The malware then connects back out to the Internet to await further instructions from the bad guys on the Internet (c.f. Botnet).
This can be a bugger to spot. :(
@Bill: True, but I would have thought there would be even less need students to browse onto dodgy sites at school. After all, if I was looking for something not quite legit, I certainly wouldn't do it at school/work etc.
@Bill I agree, health care has HIPAA, if there is a breach the are highly disincentivized to reveal that it occurred. I think this reveals more about who is reporting what then anything.
Unfortunately the bad guys increasingly use legitimate 'trusted' websites to serve malware, most notably social networking sites (Facebook and Twitter have both suffered recently).
Having been in charge of maintaining several hundred college computer lab PCs, I can assure Bill above that there is no end to the variety of sites that the kids will surf to. To keep malware out of your lab, you'd have to aggressively block outside sites, install security software on your machines, and re-image them between users. Even if 19 of my users in a row are smart, conscientious and know how to surf safely, once student #20 decides to click on that blind link that came in via his Hotmail account, and activate a zero-day worm... I've now got a dirty workstation.
So, incompetence is roughly a constant.... you just have to decide where your organization is going to channel it? 8^)
As noted by others my first thought was "what's the full SP".
However after a little further thought I wonder if it shows the distrubution of resources within the organisations mentioned.
It might well be that the educational hosts admins are not trained as highly as those in health care, but due to the nature of the labs etc keep much better asset control (ie laptops are not issued to individuals but for a given class and then counted back in).
I suspect that the results although broad in brush strokes do paint a reasonable picture of the organisations priorities when it comes to resources.
Great. This is a topic definitely in need of more exposure. I spoken about this in detail in my "Top 10 Breaches" presentations. The report does a nice job with illustrations but their analysis of the data seems only skin deep.
For example, Healthcare breach reports are usually related to lost media. It doesn't take statistical analysis to reach this conclusion. Look at the VA, Miami, Utah and Providence breaches alone and you should have the kind of basis you need to see the problem. The more important question is whether lost tapes and drives are a fair representation of true risk to protected health information (PHI).
I found no evidence in the study that they tried to control for this or explain the true likelihood of a breach by industry. It seems they advocate for more physical controls in healthcare as a response. I would have liked to see a recommendation instead that went towards encryption and/or reducing asset exposure through software. Even access control recommendations would have made more sense. There is already a fair amount of physical security but there is much room for improvement in terms of automation and software controls (e.g. who has what, where when -- tracking systems). This is especially important when you see the large spike in breaches for Healthcare versus other industries (not shown in this report, strangely). Physical security enhancements will not offset this rise. I guess I'll have to publish why.

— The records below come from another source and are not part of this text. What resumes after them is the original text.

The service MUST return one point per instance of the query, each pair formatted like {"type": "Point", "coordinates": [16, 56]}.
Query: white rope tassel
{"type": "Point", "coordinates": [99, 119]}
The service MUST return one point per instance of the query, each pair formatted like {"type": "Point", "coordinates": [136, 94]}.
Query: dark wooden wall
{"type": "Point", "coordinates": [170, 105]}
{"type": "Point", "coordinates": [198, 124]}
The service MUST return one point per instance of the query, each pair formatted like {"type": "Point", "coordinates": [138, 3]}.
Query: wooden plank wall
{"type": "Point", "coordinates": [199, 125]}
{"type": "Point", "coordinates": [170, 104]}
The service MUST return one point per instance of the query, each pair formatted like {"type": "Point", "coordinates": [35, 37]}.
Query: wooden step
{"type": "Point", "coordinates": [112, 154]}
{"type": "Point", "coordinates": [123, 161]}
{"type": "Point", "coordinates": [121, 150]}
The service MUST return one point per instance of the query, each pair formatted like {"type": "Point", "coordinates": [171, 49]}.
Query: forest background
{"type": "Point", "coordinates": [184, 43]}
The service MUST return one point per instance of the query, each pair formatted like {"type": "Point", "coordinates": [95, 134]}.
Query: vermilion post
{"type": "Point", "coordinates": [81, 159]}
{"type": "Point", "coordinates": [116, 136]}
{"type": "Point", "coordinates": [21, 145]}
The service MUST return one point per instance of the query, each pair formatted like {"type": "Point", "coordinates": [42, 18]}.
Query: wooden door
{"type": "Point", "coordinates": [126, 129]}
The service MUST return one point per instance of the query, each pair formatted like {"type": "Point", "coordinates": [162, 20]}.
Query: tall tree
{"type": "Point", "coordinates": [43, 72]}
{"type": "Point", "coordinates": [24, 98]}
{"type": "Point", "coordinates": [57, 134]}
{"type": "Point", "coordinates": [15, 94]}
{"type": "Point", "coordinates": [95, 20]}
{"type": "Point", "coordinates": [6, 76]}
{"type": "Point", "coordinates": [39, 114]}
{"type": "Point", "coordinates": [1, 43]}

Likewise, Education breach reports are typically related to compromised databases. Statistical analysis again is not required -- just look at the highest losses. Again, I found their analysis questionable.
"Insider misconduct is correspondingly lower than the general case. This could be attributed to the type of personally identifying information that an educational institution is likely to maintain. If a criminal’s goal is to steal identities for financial gain, there are probably more potentially lucrative targets than students."
This logic does not follow, not does the data on fraud and breaches support this conclusion.
It's the Law of Conservation of Stupidity. Stupidity can never be eliminated, only transferred or transformed.
"To keep malware out of your lab, you'd have to aggressively block outside sites, install security software on your machines, and re-image them between users."
I know of several computer labs that re-image (Windows) on every logout from the network...
Speaking as someone in the financial services indusrty, we have a lot of regulations which (in theory) ensure data security. But we also have a lot of people with access to PII.